In terms of structure, copper(II) phosphate is a coordination polymer, as is typical for most metal phosphates. The phosphate center is tetrahedral. In the anhydrous material, the copper centers are pentacoordinate. In the monohydrate, the copper adopts 6-, 5-, and 4-coordinate geometries.

==Preparation==
Hydrated copper(II) phosphate precipitates upon addition of a solution of alkali metal phosphate to an aqueous solution of copper(II) sulfate. The anhydrous material can be produced by a high-temperature (1000 C) reaction between diammonium phosphate and copper(II) oxide.

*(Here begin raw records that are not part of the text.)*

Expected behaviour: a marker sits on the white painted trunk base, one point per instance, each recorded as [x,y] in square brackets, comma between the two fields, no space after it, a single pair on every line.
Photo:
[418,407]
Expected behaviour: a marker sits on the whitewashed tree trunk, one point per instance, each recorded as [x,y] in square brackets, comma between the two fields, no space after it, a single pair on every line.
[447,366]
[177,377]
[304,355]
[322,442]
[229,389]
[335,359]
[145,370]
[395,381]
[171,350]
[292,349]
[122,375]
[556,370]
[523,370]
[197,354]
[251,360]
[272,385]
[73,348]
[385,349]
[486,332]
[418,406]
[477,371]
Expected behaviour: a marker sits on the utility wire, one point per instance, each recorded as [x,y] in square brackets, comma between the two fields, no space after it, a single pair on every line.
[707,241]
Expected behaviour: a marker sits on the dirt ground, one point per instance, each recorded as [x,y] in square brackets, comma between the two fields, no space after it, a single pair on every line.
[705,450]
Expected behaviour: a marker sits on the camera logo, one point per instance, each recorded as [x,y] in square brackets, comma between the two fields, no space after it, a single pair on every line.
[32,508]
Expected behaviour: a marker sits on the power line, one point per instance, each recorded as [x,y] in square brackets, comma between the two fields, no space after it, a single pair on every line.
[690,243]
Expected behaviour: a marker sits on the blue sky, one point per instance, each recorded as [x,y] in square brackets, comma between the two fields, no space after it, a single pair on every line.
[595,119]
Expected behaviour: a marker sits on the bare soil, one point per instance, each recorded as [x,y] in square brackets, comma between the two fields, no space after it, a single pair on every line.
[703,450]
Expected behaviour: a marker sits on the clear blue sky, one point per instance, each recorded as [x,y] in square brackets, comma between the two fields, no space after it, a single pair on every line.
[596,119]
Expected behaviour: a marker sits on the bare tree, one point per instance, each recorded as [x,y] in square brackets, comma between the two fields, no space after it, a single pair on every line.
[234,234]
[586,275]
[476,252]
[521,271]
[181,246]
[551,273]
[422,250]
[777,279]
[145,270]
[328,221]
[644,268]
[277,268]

2 (NH4)2HPO4 + 3 CuO -> Cu3(PO4)2 + 3 H2O + 4 NH3

In laboratories, copper phosphate is prepared by the addition of phosphoric acid to an alkali copper salt such as copper hydroxide, or basic copper carbonate:

3 Cu(OH)2 + 2 H3PO4 -> 6 H2O + Cu3(PO4)2
3 Cu2(OH)2CO3 + 4 H3PO4 -> 2 Cu3(PO4)2 + 3 CO2 + 9 H2O

==Uses==
Copper(II) phosphate has many uses. Due to it being a copper metal salt it can be used as a fungicide; it works by denaturating proteins and enzymes in cells of pathogens. Many other copper salts, such as copper(II) sulfate (CuSO4), are used as fungicides.

Another use of copper(II) phosphate is as a fertilizer. Copper is one of the 16 essential elements required for plant growth. Copper(II) phosphate supplies the plant with both phosphorus and copper, which stimulates growth.